In a similar vein, the time is fast approaching for Long Kesh to be formally designated a museum in recognition of its particular historical importance, and to provide similar opportunities to that afforded by Robben Island. The site provides its own narrative structure; a story which goes from internment and de facto political status in the cages, through criminalisation in the H-Blocks, the Hunger Strikes and the consequent acceptance once again of political status, to the more sane regime in the prison which has prevailed over recent times, and finally closure. Part of that narrative also concerns loyalists and their strange relationship with a state which quietly gave them the nod (and very often practical assistance) to commit atrocities against those it considered to be its enemies, and then imprisoned them for it.
Sinn Féin's Paul Butler, a Lisburn councillor, has been working hard on the proposal for a museum and to that end has been discussing the possibility with other cultural bodies who might be interested, such as the Ulster Museum and the Ulster Folk and Transport Museum. He also met with officials from the Robben Island museum, to hear first-hand about their experience of running such an important historical site. He envisages something in a similar spirit to that of Derry museum, which had made a genuine attempt to honestly explore and account for the history and politics of the town.
Sinn Féin Assembly member Gerry Kelly has also been campaigning around the issue and is especially keen that the hospital wing be preserved intact, particularly the hospital log detailing the progression of the hunger strikes - documents which are of huge historical import. He recalls being in the hospital wing himself on the first anniversary of Bobby Sands' death and the emotions this aroused: ``There was a really powerful feeling in there'' he says, ``an atmosphere - you could feel it.'' In response, he wrote two poems, one to Rosaleen Sands, Bobby's mother, and another which places the hungers strikes in a wider historical context. `One year ago tonight/These cells echoed to your agony/Death approached you violently/But without surprise... I cannot imagine your suffering/Though it cries through the ages/Hunger is no stranger/To the Irish people'.

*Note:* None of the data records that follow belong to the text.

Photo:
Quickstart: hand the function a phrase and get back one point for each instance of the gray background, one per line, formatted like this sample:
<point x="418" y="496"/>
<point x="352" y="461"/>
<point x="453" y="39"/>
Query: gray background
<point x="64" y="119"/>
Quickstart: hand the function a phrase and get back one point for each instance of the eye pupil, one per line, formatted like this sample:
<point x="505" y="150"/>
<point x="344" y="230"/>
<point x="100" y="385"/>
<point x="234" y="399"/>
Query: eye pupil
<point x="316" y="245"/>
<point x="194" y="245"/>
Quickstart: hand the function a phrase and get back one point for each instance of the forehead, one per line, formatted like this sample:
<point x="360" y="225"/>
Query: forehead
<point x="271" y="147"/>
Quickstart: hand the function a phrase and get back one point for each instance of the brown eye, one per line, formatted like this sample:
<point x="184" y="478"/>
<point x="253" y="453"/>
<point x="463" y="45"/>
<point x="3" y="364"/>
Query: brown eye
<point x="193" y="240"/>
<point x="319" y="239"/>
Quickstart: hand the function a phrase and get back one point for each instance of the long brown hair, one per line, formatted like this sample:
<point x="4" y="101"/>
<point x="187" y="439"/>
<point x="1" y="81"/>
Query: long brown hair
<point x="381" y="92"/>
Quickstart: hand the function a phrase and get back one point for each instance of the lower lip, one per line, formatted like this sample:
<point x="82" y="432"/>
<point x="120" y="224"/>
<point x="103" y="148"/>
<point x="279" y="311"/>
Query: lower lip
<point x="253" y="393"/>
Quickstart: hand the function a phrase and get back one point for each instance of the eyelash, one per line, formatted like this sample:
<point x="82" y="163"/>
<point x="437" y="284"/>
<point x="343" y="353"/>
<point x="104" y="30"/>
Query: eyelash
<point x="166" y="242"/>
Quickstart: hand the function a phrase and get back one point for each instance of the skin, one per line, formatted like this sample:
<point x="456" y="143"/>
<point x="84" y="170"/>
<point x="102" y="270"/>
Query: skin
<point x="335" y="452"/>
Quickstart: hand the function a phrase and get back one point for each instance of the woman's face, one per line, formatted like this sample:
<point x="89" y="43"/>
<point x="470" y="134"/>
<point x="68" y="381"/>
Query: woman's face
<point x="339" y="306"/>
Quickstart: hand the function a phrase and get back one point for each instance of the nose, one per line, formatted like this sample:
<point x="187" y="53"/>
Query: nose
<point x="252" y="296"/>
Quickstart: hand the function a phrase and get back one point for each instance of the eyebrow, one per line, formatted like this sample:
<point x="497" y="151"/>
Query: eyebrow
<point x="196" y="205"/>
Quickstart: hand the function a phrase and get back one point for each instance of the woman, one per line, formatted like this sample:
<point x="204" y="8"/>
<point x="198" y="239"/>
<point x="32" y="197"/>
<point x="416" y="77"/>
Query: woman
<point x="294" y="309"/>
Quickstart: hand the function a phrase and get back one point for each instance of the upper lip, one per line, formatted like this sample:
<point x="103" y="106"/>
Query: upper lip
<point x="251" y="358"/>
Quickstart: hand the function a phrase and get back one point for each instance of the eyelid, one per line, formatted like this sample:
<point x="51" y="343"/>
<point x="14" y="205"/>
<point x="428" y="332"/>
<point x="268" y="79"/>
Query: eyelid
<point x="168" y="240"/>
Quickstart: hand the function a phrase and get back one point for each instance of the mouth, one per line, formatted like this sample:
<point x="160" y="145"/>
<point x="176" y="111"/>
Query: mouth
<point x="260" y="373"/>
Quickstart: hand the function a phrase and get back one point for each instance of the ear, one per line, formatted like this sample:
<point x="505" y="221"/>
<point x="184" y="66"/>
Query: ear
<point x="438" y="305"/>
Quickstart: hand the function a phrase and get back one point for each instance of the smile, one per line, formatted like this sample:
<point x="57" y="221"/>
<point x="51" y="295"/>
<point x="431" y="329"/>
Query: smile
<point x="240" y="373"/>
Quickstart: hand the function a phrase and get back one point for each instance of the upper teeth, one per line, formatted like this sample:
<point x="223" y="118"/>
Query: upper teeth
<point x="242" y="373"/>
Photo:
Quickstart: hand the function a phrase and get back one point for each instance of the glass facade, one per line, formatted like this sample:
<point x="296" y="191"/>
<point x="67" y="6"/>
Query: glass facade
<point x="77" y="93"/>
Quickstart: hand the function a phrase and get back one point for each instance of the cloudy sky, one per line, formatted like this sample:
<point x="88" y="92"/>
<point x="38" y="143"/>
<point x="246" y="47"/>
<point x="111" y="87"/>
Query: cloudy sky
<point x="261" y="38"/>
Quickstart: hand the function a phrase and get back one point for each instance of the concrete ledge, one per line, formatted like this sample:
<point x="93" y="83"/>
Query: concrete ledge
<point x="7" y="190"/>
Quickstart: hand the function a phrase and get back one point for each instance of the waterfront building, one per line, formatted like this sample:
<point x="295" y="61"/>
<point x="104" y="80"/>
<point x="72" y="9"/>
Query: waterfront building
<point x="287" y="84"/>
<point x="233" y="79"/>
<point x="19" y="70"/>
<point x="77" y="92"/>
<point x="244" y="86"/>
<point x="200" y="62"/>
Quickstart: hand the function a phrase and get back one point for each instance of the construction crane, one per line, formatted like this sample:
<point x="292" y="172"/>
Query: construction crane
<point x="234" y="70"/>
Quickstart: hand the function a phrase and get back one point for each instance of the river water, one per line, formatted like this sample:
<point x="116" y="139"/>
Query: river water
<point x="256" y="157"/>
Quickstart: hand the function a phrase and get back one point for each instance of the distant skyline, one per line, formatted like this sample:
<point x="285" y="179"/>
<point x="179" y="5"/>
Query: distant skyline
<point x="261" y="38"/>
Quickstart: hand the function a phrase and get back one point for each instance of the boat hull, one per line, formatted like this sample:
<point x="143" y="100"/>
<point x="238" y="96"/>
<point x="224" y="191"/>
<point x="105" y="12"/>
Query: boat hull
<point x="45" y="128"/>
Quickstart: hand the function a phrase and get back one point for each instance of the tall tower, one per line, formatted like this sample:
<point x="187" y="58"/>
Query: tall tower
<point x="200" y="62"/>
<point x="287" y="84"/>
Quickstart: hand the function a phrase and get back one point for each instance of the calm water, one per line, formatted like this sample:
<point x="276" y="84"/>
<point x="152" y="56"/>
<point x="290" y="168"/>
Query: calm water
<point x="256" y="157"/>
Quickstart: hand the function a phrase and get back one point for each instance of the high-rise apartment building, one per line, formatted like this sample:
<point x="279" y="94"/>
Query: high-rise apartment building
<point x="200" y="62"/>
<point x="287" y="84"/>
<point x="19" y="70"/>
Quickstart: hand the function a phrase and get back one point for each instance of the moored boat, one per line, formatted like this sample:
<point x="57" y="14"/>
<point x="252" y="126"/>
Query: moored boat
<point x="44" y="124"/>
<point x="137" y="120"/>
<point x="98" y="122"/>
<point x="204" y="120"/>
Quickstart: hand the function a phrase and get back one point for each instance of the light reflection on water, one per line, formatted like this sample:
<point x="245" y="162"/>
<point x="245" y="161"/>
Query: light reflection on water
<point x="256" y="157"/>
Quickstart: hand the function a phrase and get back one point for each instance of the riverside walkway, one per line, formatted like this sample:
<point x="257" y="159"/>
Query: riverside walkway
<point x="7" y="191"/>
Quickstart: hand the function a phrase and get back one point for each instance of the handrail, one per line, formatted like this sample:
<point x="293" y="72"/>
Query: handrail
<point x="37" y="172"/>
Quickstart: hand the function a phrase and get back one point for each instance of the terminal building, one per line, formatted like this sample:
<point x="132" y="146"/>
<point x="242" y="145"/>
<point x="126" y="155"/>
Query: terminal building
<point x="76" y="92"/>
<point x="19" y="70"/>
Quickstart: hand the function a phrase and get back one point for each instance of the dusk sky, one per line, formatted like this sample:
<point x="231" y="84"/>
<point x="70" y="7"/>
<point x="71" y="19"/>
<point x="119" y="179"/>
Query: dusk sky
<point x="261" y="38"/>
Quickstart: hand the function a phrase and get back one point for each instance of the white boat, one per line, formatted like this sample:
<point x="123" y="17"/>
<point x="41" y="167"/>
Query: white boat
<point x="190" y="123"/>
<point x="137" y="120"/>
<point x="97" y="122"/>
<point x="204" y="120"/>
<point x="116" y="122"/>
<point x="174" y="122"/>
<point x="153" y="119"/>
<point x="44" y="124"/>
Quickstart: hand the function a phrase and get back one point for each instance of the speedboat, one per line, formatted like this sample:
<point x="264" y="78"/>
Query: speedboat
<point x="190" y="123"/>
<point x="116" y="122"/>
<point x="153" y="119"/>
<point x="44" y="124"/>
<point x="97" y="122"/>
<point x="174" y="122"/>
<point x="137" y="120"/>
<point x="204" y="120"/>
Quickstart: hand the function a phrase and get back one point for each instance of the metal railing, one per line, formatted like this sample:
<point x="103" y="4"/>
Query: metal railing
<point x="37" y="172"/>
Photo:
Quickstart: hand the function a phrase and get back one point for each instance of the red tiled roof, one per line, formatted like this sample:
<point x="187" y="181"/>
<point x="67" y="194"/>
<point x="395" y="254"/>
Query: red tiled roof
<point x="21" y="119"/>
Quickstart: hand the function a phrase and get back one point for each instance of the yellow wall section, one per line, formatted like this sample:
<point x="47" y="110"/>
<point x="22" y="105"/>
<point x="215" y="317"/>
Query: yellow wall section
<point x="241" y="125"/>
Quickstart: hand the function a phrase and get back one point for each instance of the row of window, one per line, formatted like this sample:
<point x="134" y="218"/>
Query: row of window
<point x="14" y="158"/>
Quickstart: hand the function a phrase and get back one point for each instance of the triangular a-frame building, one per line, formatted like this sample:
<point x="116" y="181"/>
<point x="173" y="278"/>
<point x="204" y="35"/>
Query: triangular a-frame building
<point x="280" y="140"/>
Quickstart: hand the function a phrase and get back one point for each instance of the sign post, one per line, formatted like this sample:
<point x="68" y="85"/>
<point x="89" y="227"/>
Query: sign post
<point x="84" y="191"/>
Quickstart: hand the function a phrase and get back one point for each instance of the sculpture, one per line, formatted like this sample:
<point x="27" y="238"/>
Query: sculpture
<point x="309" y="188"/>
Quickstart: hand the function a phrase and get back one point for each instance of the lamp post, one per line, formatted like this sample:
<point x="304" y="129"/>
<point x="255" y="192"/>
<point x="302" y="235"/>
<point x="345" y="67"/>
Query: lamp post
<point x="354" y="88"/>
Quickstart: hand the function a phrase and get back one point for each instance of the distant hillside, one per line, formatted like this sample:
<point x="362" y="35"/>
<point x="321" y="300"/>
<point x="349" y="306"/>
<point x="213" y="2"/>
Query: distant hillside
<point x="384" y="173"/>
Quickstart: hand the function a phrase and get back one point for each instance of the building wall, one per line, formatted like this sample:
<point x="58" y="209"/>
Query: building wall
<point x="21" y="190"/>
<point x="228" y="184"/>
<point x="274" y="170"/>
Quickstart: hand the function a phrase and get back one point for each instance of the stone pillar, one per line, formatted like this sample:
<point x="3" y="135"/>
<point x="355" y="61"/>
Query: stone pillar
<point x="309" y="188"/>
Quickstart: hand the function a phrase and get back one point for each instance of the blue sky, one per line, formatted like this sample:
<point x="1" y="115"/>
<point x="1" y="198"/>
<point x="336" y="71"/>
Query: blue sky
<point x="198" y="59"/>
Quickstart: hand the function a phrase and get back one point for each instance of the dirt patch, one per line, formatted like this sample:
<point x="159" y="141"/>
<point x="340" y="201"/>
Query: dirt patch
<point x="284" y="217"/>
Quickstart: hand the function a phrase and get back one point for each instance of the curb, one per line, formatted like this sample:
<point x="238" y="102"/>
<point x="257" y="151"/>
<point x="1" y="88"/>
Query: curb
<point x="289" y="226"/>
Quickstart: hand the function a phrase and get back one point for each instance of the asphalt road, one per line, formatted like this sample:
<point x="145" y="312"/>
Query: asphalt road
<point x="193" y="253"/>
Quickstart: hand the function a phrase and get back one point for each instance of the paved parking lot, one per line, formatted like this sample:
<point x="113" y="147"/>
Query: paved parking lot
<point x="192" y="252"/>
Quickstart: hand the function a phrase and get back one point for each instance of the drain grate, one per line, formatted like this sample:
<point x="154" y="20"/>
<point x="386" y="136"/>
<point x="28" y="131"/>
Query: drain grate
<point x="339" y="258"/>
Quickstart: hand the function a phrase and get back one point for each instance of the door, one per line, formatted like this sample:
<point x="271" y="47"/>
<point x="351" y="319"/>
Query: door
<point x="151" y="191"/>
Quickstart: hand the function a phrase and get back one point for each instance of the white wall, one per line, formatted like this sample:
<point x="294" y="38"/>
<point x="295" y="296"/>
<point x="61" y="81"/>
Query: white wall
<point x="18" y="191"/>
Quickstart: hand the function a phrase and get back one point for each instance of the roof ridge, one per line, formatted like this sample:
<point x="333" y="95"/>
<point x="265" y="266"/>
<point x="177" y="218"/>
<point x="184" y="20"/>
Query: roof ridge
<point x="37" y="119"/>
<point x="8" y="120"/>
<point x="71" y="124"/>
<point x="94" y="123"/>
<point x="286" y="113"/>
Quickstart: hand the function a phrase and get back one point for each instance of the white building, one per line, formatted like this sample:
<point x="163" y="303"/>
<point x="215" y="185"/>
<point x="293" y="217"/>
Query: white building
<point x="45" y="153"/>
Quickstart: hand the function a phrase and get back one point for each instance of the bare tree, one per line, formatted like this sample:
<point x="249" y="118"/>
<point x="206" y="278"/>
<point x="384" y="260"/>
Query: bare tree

Curiously, John Stevens, prospective Commissioner of the Metropolitan Police and investigator of RUC/loyalist wrongdoings, paid a visit to Robben Island in November last year and declared himself ``moved and humbled'' upon standing next to the cell where the ``terrorist'' Nelson Mandela was incarcerated. Whether he would be similarly moved and humbled (although the word ``ashamed'' should also come to mind) upon paying a visit to the hospital wing of Long Kesh to see where the ``terrorist'' Bobby Sands and nine others died slow, agonising deaths in defiance of the cruelty of the British state is another matter altogether.
For the benefit of future generations, Long Kesh deserves to take its rightful place in Irish and world history.